Für den wirtschaftlichen Erfolg ist die Kombination aus klinischer Evidenz und angemessener Vergütung entscheidend.
Von OTC-Erfolg zu Rx-Pharma: Marketing und Vertrieb
Fischer hat viel Erfahrung im OTC-Bereich. Rx-Markt ist jedoch komplett anders, vor allem wegen Werbebeschränkungen in Deutschland.
Er sieht dennoch Spielraum für neue, Arzt-orientierte Marketingwege.
Rückschläge und Ausdauer: Die persönliche Geschichte
Der Gründer beschreibt viele Rückschläge. Oft war Ausdauer der Schlüssel zum Weiterkommen.
- Frühe Ablehnungen und Zweifel von Behörden.
- Fehlende Erfahrung beim Pflanzenanbau und in der pharmazeutischen Entwicklung.
- Trotz hoher Belastung kein Ausstieg: volle Reinvestition der Gewinne.
Beharrlichkeit und Lernbereitschaft prägten den Weg zur Zulassung.
Visionen für die Medizin: Mehr als nur Schmerztherapie
Fischer denkt weit über Cannabis hinaus. Sein Blick richtet sich auf disruptive Technologien wie Brain-Computer-Interfaces.
Was BCI leisten können
- Gedankenlesen mit hoher Genauigkeit für Sprachwiedergabe bei gelähmten Patienten.
- Potenzial, Sinnesfunktionen wie Sehen oder Bewegung wiederherzustellen.
- Möglichkeit, Schmerz zentral im Gehirn zu beeinflussen oder zu reduzieren.

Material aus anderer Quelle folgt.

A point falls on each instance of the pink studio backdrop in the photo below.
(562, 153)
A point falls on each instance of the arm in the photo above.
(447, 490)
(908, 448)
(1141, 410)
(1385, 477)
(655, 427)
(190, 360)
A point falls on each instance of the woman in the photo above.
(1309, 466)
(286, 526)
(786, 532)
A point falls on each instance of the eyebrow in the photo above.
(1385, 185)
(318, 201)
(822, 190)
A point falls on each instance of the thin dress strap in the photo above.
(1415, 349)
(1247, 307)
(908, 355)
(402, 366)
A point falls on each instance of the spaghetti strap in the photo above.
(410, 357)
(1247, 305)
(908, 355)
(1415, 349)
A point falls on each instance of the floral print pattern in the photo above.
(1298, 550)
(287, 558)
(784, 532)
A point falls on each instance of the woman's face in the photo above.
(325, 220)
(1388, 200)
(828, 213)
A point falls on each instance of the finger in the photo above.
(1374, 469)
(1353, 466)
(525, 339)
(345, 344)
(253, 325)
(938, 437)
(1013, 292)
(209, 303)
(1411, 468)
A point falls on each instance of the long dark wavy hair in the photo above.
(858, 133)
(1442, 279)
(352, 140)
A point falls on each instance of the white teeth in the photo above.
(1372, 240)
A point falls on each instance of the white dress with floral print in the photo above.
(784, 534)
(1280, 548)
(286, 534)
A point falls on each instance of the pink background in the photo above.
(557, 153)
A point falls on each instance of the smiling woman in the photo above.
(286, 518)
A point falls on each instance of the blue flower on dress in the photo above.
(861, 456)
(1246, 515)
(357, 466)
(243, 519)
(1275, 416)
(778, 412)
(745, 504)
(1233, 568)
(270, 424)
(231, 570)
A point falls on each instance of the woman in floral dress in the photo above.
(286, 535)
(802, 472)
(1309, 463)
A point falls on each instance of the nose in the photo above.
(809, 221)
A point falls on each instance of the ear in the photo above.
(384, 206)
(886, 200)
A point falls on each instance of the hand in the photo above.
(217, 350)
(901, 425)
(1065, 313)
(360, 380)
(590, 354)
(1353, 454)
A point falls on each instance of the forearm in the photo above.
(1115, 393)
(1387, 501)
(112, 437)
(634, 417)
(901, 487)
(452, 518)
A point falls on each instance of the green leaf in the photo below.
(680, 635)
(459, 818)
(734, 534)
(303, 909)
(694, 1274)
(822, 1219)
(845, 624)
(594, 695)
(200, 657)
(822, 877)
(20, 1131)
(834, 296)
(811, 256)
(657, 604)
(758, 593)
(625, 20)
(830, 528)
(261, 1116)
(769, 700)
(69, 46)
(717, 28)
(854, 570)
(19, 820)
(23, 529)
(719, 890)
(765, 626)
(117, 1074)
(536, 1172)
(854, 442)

Er plant, in den kommenden Monaten Implantationen bei Patienten vorzunehmen, um Fortschritte zu prüfen.
Unternehmerischer Antrieb und Lebensphilosophie
Fischer bezeichnet sich als Unternehmer mit medizinischem Hintergrund und Visionen, die umgesetzt werden.

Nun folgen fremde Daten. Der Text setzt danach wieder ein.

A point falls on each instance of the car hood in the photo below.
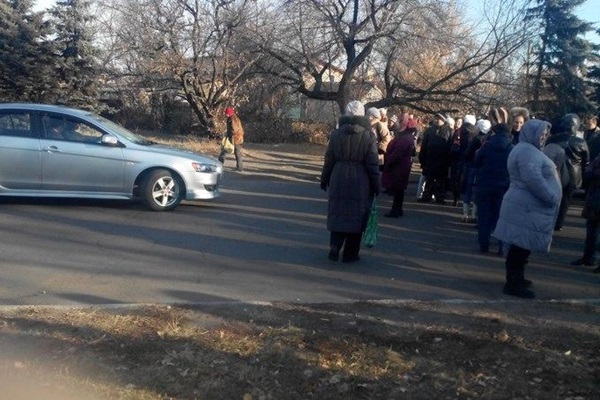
(173, 151)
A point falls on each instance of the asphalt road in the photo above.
(263, 240)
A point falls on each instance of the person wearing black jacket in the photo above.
(577, 158)
(492, 177)
(434, 158)
(592, 137)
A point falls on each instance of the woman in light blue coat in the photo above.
(529, 207)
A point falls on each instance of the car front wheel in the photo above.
(162, 190)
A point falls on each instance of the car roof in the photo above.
(45, 107)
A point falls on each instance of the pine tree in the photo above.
(26, 56)
(77, 68)
(561, 83)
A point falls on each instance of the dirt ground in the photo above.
(406, 350)
(366, 350)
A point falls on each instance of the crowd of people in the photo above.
(513, 175)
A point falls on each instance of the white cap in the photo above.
(355, 108)
(373, 112)
(470, 119)
(484, 125)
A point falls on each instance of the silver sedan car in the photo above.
(55, 151)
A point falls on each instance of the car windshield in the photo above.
(127, 134)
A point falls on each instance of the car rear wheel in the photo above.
(162, 190)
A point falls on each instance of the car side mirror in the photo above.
(110, 140)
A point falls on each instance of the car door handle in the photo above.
(52, 149)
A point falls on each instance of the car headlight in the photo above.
(198, 167)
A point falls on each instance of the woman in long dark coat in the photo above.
(396, 169)
(351, 177)
(434, 158)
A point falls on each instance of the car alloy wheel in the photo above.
(162, 190)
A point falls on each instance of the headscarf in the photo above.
(355, 108)
(402, 124)
(532, 132)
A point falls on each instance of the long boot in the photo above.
(465, 212)
(515, 267)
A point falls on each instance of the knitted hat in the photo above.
(484, 126)
(355, 108)
(498, 116)
(520, 111)
(373, 112)
(469, 119)
(412, 123)
(451, 123)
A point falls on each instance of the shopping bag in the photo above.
(227, 145)
(370, 235)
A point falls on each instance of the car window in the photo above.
(15, 123)
(64, 128)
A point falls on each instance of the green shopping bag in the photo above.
(370, 235)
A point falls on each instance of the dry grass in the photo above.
(298, 352)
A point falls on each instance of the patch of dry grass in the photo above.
(295, 352)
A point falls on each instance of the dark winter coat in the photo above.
(350, 174)
(398, 161)
(592, 138)
(577, 152)
(435, 151)
(490, 159)
(591, 206)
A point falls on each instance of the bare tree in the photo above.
(415, 53)
(187, 46)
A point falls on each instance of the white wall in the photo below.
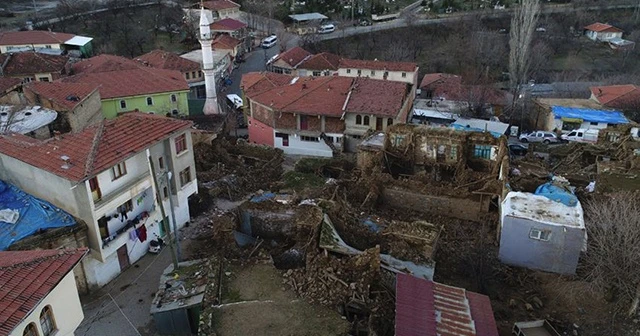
(395, 76)
(65, 305)
(299, 147)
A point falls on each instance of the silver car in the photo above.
(539, 136)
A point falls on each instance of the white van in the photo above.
(582, 135)
(326, 29)
(269, 41)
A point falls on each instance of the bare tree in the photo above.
(613, 255)
(523, 25)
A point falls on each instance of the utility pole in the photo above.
(165, 225)
(173, 217)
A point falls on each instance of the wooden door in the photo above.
(123, 257)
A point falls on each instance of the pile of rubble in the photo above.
(233, 168)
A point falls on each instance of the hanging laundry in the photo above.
(133, 235)
(142, 233)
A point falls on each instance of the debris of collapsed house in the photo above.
(444, 171)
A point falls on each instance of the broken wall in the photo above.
(470, 208)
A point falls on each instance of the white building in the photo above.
(102, 176)
(602, 32)
(38, 295)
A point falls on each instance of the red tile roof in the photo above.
(139, 80)
(7, 84)
(378, 65)
(104, 63)
(333, 96)
(606, 94)
(95, 148)
(603, 27)
(427, 308)
(225, 41)
(293, 56)
(220, 4)
(66, 95)
(322, 61)
(227, 24)
(29, 63)
(434, 79)
(253, 83)
(33, 37)
(377, 97)
(27, 277)
(167, 60)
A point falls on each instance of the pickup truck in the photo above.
(534, 328)
(582, 135)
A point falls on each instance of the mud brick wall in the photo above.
(461, 208)
(333, 125)
(262, 113)
(285, 121)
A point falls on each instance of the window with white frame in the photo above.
(118, 171)
(185, 176)
(537, 234)
(47, 322)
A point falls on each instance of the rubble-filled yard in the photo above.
(304, 248)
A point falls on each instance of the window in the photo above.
(185, 176)
(104, 229)
(118, 171)
(30, 330)
(181, 143)
(46, 321)
(453, 152)
(482, 151)
(537, 234)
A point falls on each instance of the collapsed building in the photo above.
(449, 172)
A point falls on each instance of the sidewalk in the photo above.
(122, 307)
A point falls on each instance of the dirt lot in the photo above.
(255, 303)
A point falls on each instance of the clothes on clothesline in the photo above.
(133, 235)
(142, 233)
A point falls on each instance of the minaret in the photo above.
(211, 104)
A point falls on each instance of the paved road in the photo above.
(490, 14)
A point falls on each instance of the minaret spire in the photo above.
(206, 40)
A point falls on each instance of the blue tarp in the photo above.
(590, 115)
(35, 215)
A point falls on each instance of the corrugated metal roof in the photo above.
(427, 308)
(591, 115)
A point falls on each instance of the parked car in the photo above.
(582, 135)
(327, 28)
(518, 150)
(269, 41)
(539, 136)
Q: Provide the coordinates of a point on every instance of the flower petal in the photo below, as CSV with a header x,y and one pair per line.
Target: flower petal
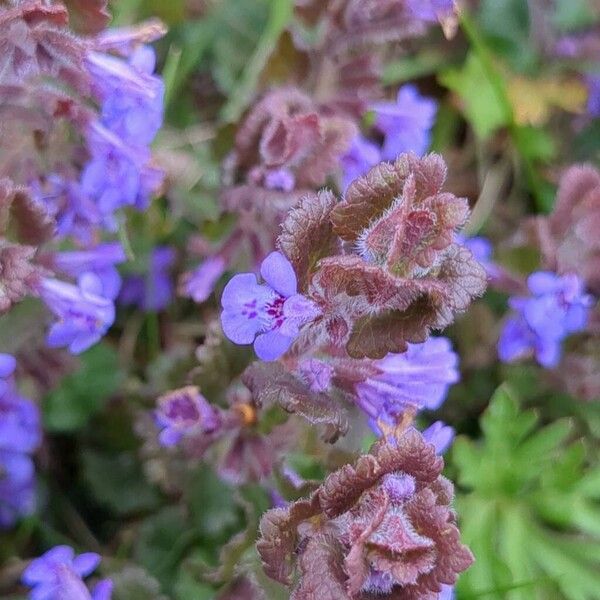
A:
x,y
272,345
278,272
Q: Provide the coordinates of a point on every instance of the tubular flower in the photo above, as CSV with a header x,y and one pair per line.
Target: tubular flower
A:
x,y
556,308
83,315
416,379
269,314
182,412
59,574
382,527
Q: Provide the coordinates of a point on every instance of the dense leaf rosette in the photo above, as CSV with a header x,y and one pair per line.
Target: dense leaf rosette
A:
x,y
397,273
379,528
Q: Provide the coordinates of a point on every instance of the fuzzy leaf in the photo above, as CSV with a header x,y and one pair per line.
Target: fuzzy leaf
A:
x,y
396,310
271,384
307,234
88,16
369,196
322,574
28,219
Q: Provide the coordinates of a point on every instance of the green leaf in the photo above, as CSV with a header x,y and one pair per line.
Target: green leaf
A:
x,y
161,541
479,98
134,583
505,24
83,394
118,482
212,505
523,499
280,12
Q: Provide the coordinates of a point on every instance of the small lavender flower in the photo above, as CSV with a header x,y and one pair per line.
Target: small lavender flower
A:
x,y
182,412
83,315
556,308
17,487
269,314
417,379
100,261
7,366
593,105
152,291
117,175
406,123
75,213
361,156
59,574
280,179
440,435
20,435
132,98
200,283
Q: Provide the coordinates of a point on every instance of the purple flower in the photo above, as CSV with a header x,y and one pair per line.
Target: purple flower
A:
x,y
280,179
19,423
152,291
75,213
406,123
440,435
7,366
447,593
269,314
117,175
84,316
182,412
417,379
200,283
20,435
593,106
556,308
100,261
59,574
132,98
361,156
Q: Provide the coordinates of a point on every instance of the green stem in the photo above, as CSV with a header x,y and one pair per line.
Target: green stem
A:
x,y
498,83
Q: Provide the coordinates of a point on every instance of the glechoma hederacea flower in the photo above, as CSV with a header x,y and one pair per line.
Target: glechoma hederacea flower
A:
x,y
59,573
83,314
558,306
269,314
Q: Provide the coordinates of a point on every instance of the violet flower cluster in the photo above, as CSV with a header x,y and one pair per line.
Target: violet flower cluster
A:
x,y
119,172
416,380
20,436
269,315
405,125
557,307
60,573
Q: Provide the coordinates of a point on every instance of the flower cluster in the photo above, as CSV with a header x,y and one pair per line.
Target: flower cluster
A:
x,y
68,201
20,436
405,125
119,172
269,314
59,573
382,527
415,380
556,308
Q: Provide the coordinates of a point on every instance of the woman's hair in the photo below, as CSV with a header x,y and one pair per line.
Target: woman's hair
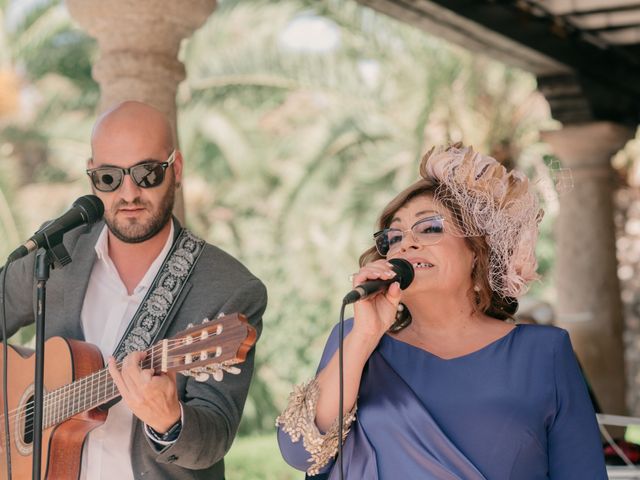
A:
x,y
496,213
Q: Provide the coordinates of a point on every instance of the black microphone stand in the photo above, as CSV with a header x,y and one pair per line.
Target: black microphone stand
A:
x,y
53,255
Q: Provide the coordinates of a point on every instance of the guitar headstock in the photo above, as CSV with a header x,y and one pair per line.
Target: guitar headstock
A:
x,y
210,348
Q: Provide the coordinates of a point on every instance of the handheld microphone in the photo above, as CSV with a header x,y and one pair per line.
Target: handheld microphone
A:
x,y
404,276
85,210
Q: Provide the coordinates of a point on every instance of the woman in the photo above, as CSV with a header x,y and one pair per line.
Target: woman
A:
x,y
444,387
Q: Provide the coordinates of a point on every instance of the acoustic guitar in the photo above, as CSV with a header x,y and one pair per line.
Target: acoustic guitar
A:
x,y
76,383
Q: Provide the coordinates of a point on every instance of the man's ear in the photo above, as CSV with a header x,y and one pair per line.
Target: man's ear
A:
x,y
177,168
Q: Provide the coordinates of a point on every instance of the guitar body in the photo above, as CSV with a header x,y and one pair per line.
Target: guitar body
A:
x,y
65,361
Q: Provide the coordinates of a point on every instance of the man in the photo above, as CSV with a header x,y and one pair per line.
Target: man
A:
x,y
164,427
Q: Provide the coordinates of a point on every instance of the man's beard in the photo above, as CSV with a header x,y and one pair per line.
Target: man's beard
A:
x,y
136,232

- Lesen und tiefe Beschäftigung mit Themen als Inspirationsquelle.
- Keine Angst vor großen Zielen oder der harten Arbeit dahinter.

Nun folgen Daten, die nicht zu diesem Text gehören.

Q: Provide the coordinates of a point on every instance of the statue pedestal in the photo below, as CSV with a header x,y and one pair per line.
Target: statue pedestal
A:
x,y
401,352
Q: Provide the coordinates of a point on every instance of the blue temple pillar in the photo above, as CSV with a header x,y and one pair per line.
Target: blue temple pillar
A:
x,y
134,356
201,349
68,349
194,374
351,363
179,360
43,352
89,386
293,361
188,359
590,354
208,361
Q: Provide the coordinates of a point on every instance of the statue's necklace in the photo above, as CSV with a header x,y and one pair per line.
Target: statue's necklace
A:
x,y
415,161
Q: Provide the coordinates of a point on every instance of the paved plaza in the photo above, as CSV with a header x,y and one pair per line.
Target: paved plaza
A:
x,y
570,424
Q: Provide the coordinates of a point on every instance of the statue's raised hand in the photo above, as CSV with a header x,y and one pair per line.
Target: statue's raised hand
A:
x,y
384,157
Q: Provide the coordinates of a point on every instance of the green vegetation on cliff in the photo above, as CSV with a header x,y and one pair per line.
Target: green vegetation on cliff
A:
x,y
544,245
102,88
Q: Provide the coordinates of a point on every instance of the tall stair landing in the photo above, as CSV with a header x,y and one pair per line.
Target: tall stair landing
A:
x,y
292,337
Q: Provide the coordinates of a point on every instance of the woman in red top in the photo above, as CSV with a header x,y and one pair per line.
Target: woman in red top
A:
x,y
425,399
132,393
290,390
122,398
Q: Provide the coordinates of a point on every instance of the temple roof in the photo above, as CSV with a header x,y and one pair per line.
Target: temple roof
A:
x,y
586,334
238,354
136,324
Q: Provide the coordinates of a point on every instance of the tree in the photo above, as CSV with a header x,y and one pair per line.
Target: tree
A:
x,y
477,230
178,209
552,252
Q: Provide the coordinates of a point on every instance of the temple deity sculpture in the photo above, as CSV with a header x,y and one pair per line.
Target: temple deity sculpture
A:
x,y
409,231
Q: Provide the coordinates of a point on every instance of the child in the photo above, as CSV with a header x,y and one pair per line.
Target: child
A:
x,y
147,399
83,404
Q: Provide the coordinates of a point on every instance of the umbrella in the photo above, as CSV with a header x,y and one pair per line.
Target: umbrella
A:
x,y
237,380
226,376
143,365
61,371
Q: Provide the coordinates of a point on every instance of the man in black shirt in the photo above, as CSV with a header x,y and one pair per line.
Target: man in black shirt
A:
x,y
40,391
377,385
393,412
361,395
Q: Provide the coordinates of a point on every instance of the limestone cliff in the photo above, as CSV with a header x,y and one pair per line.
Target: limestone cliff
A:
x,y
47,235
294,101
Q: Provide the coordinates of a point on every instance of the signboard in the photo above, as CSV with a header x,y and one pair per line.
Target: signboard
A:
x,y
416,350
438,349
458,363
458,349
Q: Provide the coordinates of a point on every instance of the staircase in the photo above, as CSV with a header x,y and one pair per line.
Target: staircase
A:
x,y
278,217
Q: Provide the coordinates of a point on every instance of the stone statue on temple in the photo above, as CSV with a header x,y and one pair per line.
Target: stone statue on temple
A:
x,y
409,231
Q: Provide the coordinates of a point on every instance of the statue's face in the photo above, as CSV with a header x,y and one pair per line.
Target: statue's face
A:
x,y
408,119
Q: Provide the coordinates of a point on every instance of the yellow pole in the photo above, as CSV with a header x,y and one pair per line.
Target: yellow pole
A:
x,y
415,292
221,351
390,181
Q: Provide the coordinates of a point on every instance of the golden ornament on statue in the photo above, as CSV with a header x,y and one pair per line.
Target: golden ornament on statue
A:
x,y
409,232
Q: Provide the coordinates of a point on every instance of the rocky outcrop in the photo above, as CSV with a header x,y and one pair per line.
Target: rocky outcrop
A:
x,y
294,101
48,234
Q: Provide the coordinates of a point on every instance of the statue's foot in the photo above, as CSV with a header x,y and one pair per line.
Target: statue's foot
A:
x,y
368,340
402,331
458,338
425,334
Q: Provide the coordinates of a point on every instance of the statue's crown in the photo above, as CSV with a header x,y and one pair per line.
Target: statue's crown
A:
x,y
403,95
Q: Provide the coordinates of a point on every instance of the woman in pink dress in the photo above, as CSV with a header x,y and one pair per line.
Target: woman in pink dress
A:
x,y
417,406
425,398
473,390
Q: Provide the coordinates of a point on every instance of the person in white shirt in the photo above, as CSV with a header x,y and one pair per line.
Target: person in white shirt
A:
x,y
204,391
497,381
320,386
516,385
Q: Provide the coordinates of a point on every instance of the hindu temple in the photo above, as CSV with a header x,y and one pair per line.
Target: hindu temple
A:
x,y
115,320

- Der Wunsch, Nutzen für viele Patienten zu schaffen, treibt ihn an.
Sein Credo: Große Ambitionen sind legitim und Umsetzbar, wenn man Ausdauer zeigt.
Wie es weitergeht: Märkte, Kooperationen und nächste Schritte
Fischer berichtet von Interesse aus der Pharmaindustrie. Die großen Player beobachten das Projekt besonders für den US-Markt.
- Proof of Concept in den USA gilt als entscheidender Meilenstein.
- Geplante Markteinführungen hängen von Preis- und Erstattungsfragen ab.
- Weitere Indikationen sollen nach und nach bearbeitet werden.
Praktische Hinweise für Ärzte und Patienten
Bei Verordnung ist die richtige Titration zentral. Ärzte sollen Schritt für Schritt die Dosis anpassen.
- Individuelle Anpassung reduziert Nebenwirkungen.
- Patientenaufklärung über Wirkung und Erwartungsmanagement ist wichtig.
- Langzeitbeobachtungen werden helfen, die Rolle im Therapiealltag zu klären.